Another aspect of the human condition is self-awareness. This manifests itself in a state of individual empathy, where we can understand the motivations of our future self and judge whether we are working to our full potential or whether what we are doing is worthwhile. This knowledge is what gives us the drive to improve and the foresight to assess the gap between where we currently are and where we want to be in the future.
Aristotle puts it perfectly: “The whole is greater than the sum of its parts.” As individuals, we struggle even to lift a rock, but together we could build an empire, connect the world with the internet, and send people to the moon. Through empathy, we can ignite passion in others and inspire them to bond together on a journey toward a common vision. This act of inspiring someone is an elusive concept that requires a perfect mix of emotions, tonality, conviction, volume, and time. Put simply, it cannot be programmed. The tiniest idea can be multiplied by thousands of people to become a force that changes the trajectory of our future, and this ability to inspire is a quality that remains exclusive to humans.
So in a world dominated by productivity how do we practice empathy?

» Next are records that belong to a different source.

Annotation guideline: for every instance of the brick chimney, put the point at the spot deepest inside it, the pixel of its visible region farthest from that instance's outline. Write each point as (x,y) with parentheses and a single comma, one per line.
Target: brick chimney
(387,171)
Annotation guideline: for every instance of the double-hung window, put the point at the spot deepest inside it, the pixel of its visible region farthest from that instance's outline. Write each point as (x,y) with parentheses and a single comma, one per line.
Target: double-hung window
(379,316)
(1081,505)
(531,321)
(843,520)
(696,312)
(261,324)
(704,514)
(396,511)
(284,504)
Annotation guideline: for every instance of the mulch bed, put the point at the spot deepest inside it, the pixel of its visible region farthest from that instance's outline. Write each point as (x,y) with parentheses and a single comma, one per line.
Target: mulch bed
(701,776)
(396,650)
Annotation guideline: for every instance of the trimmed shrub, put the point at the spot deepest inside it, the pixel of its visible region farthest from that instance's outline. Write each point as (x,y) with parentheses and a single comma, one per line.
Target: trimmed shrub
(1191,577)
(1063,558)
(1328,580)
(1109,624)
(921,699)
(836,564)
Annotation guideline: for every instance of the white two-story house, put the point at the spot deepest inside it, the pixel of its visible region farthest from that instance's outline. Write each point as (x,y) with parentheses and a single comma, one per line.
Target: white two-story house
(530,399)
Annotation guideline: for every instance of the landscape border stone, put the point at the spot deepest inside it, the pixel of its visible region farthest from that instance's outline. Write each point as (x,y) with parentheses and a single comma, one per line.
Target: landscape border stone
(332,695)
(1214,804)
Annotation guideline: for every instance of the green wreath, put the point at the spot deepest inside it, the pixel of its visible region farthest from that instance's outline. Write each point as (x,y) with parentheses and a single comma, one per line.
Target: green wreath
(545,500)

A number of frameworks already exist to tackle this challenge, but the most prominent one is design thinking. Design thinking is taking a human-centric approach to solving wicked problems. Instead of generalizing human beings as a market or demographic, it explores the needs of Mark who is 37, a single father with a young daughter named Sarah, who likes black coffee and is struggling to learn how to braid Sarah’s hair. To stay relevant in the age of AI we need focus on the trait that sets us apart from the machines. Empathy will allow us to invent, inspire, and improve. Empathy will save us.